Furthermore, when the rotational speed of the drum 4 increases and reaches a steady rotation range, the dynamic mass 21 inside the dynamic damper 5 vibrates in response to the vibration of the drum 4. At this time, the dynamic mass 21 is the drum 4 (washing tank 2)
Since the drum 4 slides in the cylinder 20 in a direction opposite to the displacement of the drum 4, the vibration of the drum 4 is canceled out, and almost no vibration is transmitted to the case 1.

In this manner, in the steady rotation range of the drum 4, the vibration transmissibility τ is significantly reduced by the action of the dynamic damper 5, as shown in FIG.

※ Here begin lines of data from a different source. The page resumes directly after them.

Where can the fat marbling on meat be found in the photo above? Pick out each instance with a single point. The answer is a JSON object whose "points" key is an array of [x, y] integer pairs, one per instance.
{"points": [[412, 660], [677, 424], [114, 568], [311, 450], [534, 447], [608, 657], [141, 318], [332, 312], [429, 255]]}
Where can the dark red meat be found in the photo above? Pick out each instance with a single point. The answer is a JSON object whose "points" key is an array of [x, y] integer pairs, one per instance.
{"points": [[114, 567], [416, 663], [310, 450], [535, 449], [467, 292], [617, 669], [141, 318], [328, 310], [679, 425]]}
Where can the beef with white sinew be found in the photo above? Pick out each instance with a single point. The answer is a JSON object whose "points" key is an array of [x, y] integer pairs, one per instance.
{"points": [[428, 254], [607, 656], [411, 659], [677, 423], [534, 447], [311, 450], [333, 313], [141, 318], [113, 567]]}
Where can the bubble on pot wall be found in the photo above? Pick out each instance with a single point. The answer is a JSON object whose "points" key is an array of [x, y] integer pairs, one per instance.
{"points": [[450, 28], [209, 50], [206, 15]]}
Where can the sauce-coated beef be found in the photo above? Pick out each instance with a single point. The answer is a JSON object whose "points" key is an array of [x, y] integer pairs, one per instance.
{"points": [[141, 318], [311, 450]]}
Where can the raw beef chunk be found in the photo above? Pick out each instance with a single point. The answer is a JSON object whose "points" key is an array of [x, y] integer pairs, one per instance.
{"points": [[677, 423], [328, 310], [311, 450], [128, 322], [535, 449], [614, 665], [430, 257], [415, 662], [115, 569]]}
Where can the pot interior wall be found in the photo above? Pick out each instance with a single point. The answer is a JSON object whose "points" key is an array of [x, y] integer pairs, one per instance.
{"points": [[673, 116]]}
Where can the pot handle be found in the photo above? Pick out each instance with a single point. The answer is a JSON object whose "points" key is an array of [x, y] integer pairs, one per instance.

Note that as the dynamic mass 21 slides, the coil spring 22 is alternately bent, and air flows between the expanding and contracting air chambers 23 and 24 via the orifice 25. Since the amplitude of the dynamic mass 21 is regulated by the damping force produced by the flow resistance, the vibrating dynamic mass 21 does not collide with the end face of the cylinder 20. Therefore, the dimensions of the dynamic damper 5 can be reduced while maintaining the necessary damping effect.

[0028]

Effects of the Invention As described above, the present invention has a dynamic damper whose amplitude is limited by gas flow resistance in the washing tank that accommodates the drum of a drum-type washing machine. Vibration isolation in the rotation range can be improved.

[Brief explanation of the drawing]

FIG. 1 is a schematic vertical sectional view of a drum-type washing machine showing an embodiment of the present invention.

FIG. 2 is an enlarged vertical cross-sectional view of the dynamic damper.

FIG. 3 is a graph of vibration transmissibility.

FIG. 4 is a schematic longitudinal cross-sectional view of a conventional drum-type washing machine.

FIG. 5 is a schematic perspective view as well.

FIG. 6 is a front view of the vibration absorption model.

FIG. 7 is a graph of vibration transmissibility.

[Explanation of symbols]

1 Case 2 Laundry tank 3,22 Coil spring 4 Drums 5 Dynamic damper 11 Damper 20 Cylinder 21 Dynamic mass 23, 24 Air chamber 25 Orifice

Claims (1)

[Claims] Claim 1: In a drum-type washing machine in which a laundry receiving tank with a rotating drum housed inside is supported inside a case via a spring and a damper, a dynamic washing machine with a predetermined mass is placed inside a cylinder whose both ends are sealed. A dynamic damper is attached to the laundry receiving tub, in which the mass is housed in a freely sliding manner and is elastically held in an intermediate position by a spring, and the gas chambers defined on both sides of the dynamic mass are communicated through an orifice. Drum type washing machine.